Lament

Lament

By Angie Vestal

For what am I searching?
For all that I’ve lost,
Buried too deep to feel
Exhumed at too great a cost?

The seams of my soul
Would swell and then burst,
Destruction in earnest
From mortally cursed

If only He would consent
To look through this steel
At His little girl
Who tries not to feel.

But I begged Him to look
And He chose not to see,
Or answer my call,
Or care about me.

So I threw up my hands
And He struck me again
No balm and no love
Is part of His plan

And thus here am I,
Sunk down on my knees
In exhausted surrender,
Still trying to please.

So how goes it God
Whose face I won’t see,
Who damns me to Hell,
Who punishes me?

Am I entertainment enough
For Your sadist ways,
Chained to Your folly and
Cowed to Your pain?

And will You condemn me
For now caving in
When all that You’ve given
Is fuel for my sin?

Or will You show mercy
To Your faithful whore
When the bludgeoning is over
And I am no more?

 

Normally I try to be uplifting and positive, but I think that to be honest about the pain and anger felt during grief is useful and so I want to be as transparent as I can without having people worry about my mental health. Let me be clear here, I am NOT suicidal, but this is a dark time for me. I have been clearing out Mom’s house this summer, going through a lifetime of memories in my childhood home. This is part of the healing process for me, but it hasn’t been easy. The first week or so in August also marks the anniversaries of the birthdays of my father, my mother, and Branson and the one year mark since my mother told me she had cancer. When I grieve one, I grieve them all, and so Ellis, my husband, is also included in my lament.
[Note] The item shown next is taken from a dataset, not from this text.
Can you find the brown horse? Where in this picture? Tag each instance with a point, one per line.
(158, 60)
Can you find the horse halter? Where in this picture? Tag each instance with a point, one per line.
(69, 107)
It’s hard to believe that all of them are gone in such a short time. I am sad and very angry at God and I’m not reaching out to friends much lately. I don’t really want to, and it’s okay. It’s okay to feel these feelings and to acknowledge them. Eventually, as I always do, I will pick myself up and dust myself off and get on with the business of living, but today writing out the anger and hurt helps to get it outside of me and to clear the inside for more positive thoughts. Anyway, I hope you enjoyed the poem and understand that it comes from a heart that is feeling pain, but also has great potential for joy.

img_1526-1.png

 Job by Leon Joseph Florentin Bonnat

9 thoughts on “Lament

  1. Angie, your poem resonates with me in some ways. You’ve certainly been through a lot. It’s appropriate that you chose the illustration of Job…remember how things got so much better for him after his trials were over.
    You’re not alone. For a very long time, and to some extent still, I just avoid being around people. I love them, but I just can’t …. Maybe it’s the pressure of trying to keep it together, added to ‘publicly’.
    Hang in there, Angie. …and keep writing.

    Liked by 1 person

  2. Girl,
    I hear you. I am with you in your pain. I hear your grief. I feel your pain. I know the anger. Let it all out. Be real. Be honest. Be true to your feelings. I did not ENJOY your poem , but I deeply appreciated it. It was gut wrenching and heartfelt. I understand the craftsmanship it took to get just the right words and images to clearly express your feelings. You touched me deeply. I cannot imagine having to go through what you have faced. All I know for sure is that God loves you in the midst of your suffering and hurt and anger. And I know for sure that I love you!!! I’m wrapping you in a great big virtual hug right now!!!((())) Can you feel it?? Call me soon. I need a real hug!!!

    Liked by 1 person

  3. Angie – Your ability to articulate your feelings with such clarity is a God given gift that few people (myself included) possess. I hope you appreciate this blessing. It’s allowing you to get the anger out. Know that there is much joy ahead for you.